昨年10月、新潟日報社の記者が取材中に重川隆広県議(75)=新潟市西蒲区=から暴行されてけがを負ったとして県警に被害届を出した事件で、新潟地検は22日、重川県議を暴行罪で不起訴(起訴猶予)とした。地検は、重川県議が記者の体を強く押すという暴行があったことを認定したが、起訴は見送った。

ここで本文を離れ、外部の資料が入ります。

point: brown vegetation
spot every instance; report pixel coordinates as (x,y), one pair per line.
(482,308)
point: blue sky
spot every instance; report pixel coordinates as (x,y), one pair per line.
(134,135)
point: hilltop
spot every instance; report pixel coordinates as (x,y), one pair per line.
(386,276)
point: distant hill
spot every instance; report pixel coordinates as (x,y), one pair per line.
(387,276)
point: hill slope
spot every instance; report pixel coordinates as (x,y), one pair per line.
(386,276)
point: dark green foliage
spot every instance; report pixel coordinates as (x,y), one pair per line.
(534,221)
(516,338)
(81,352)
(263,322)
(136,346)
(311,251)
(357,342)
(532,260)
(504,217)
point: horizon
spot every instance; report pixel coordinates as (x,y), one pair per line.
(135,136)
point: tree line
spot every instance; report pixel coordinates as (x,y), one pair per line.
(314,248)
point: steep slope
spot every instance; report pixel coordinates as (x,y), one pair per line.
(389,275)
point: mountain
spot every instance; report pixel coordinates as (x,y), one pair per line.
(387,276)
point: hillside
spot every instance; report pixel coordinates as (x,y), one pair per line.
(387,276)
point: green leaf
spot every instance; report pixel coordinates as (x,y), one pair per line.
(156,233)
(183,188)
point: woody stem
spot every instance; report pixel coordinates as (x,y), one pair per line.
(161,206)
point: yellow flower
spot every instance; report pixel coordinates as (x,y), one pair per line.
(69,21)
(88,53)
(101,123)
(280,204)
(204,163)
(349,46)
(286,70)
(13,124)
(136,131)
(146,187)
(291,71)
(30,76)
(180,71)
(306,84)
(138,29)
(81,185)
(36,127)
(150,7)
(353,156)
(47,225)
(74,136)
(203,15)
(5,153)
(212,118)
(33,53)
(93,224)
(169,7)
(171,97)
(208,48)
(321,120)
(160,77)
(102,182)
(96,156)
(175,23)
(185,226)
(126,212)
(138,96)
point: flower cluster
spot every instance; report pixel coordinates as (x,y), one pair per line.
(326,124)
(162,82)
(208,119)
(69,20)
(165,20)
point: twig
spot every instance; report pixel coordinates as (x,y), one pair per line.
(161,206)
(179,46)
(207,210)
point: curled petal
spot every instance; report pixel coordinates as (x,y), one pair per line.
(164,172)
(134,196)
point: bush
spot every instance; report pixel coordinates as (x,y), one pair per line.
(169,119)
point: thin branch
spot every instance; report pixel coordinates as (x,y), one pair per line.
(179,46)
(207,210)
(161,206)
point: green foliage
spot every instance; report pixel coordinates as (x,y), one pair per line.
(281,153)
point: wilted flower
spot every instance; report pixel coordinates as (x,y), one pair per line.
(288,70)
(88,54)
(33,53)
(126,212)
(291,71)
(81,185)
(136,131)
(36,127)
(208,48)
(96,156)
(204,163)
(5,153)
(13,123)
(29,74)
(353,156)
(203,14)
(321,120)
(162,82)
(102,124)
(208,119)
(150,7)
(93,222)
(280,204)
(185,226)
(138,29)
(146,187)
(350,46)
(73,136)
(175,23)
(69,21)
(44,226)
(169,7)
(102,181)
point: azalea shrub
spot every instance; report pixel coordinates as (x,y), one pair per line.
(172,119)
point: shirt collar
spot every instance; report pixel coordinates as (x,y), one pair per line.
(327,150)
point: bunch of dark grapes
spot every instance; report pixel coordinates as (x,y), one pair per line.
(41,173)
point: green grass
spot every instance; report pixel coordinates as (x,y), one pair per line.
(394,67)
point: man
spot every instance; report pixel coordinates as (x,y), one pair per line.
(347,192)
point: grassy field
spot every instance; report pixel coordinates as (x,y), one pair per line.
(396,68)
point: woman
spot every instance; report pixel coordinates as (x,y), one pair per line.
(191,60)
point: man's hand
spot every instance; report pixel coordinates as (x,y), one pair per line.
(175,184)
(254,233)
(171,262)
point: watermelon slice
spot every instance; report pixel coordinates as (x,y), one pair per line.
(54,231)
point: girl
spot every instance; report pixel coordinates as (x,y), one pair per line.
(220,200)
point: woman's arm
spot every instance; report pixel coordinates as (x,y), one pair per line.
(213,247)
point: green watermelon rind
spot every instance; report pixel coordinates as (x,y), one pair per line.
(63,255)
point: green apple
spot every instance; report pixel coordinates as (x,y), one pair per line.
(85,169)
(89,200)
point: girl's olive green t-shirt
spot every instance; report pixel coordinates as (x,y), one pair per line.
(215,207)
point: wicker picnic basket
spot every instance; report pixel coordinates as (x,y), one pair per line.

新潟地検によると、重川県議は10月9日正午ごろ、新潟市中央区の県議会庁舎内で新潟日報社の30代男性記者の上半身を両手で強く押した。重川県議は地検の調べに対し、記者の体に接触したことを認め、「私にも至らない点があった」と話したという。
被害記者や目撃した新潟日報記者によると、重川県議は議会庁舎内で会議室の様子に耳をそばだてていた記者に怒り、首を絞めた。被害記者は同じ日、新潟市内の病院で「頸部(けいぶ)挫傷で約10日間の加療」との診断を受けた。
新潟日報社はその後、関係者への聞き取りなど事実関係の調査を進め、被害記者の訴えは間違いないと判断した。被害記者は10月23日に県警に被害届を出した。県警は今年3月13日、重川県議を傷害容疑で書類送検していた。
地検によると、暴行はあったが首を絞めたことまでは認定できなかったとして傷害罪ではなく暴行罪を適用した。その上で、報道などで一定の社会的制裁を受けていることなどを考慮して起訴猶予にしたという。
重川県議の代理人は新潟日報社の取材に対し「検察から聞いていないのでコメントできない」と話した。
新潟日報社の大塚清一郎編集局長は「記者が受けた行為は間違いのない事実と考えているが、検察庁は捜査を尽くした上で判断したものと受け止めている。いずれにせよ暴力は絶対に容認できない」と話した。